On a modern deployment of a given backend service, one would like to have that service always available, even during deployments. Different rollout strategies have been developped for that purpose (blue/green deployments, progressive rollouts such as in Kubernetes...) and if you're reading this article, you porbably already have something like that set up... but, you also know for sure that there's an edge case that's not easy to handle: deploying a database migration without downtime.
Indeed, deploying an application on a higly available cluster requires one thing: two different versions of your application must run at the same time, not just two different instances. As a matter of fact, running multiple instances of one application implies one thing: you're storing your application's state outside of the application itself, thereby outsourcing the issue of sharding the state (or just not sharding it at all...) to another service, usually a database.
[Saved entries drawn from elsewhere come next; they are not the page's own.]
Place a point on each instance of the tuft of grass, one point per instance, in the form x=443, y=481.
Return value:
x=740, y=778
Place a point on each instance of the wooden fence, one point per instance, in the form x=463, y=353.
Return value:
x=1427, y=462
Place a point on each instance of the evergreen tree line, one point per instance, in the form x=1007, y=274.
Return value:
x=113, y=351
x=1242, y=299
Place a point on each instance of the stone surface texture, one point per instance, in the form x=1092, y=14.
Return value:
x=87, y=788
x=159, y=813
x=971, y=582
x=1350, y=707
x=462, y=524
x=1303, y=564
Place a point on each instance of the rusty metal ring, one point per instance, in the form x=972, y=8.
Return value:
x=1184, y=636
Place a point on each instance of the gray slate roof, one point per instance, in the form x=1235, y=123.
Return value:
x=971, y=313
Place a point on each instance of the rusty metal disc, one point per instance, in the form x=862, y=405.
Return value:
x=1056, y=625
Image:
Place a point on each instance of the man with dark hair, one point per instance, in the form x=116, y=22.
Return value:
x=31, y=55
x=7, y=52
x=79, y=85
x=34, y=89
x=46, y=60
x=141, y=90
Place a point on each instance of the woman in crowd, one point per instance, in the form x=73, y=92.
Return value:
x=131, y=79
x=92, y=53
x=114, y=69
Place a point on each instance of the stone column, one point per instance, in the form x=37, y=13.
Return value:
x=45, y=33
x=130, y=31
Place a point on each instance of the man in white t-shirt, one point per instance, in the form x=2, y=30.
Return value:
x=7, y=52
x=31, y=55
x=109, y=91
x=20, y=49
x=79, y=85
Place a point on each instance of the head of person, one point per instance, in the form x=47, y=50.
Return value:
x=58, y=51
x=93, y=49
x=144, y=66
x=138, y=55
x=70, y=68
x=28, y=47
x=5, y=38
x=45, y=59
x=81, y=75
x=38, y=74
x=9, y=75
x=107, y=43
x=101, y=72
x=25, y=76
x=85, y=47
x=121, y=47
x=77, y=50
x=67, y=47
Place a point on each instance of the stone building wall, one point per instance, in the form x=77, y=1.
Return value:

But what if you need to fundamentally alter that state so that the new
version of your application - call it v2
- couldn't run alongside the old one
(v1
) ? You'd need to shutdown v1
before migrating and deploying v2
which
means downtime.
However, this deadlock can be avoided in most cases. First of all, not all
migrations would trigger v1
and v2
to be incompatible, actually, most
migrations you perform probably are backwards-compatible, especially if
you followed good database design practices from scracth. Furthermore, in
the (hopefully rare) cases where you would have to perform a
backwards-incompatible migration it can almost always be peformed in a
backward-compatible way by splitting the backward-incompatible migrations in
several backward-compatible migrations.
Let's take the simple example of renaming a field a
to b
. Running v1
, that
requires the presence of field a
, and v2
that needs b
is obviously
impossible. Renaming a field is therefore a backward-incompatible migration,
as well as changing its type (but not its description...).
As it appears, migrations aren't equal when it comes to backward-compatibility. adding a field isn't though, and that's probably what you'll mostly do as your application grows.
Deleting a field is backward incompatible but can be
split into two operations. First of all removing the field only in the code and
deploy the app
. Then, probably during another deployment of the project as
part of your CI pipeline, delete the field in the database itself.
Using Django for instance, this would be fairly simple:
- first, delete the field in your model (and everywhere else in the code), then deploy.
- once the deployment is done, run
python manage.py makemigrations
to generate your migration files, commit them and deploy (drop the field)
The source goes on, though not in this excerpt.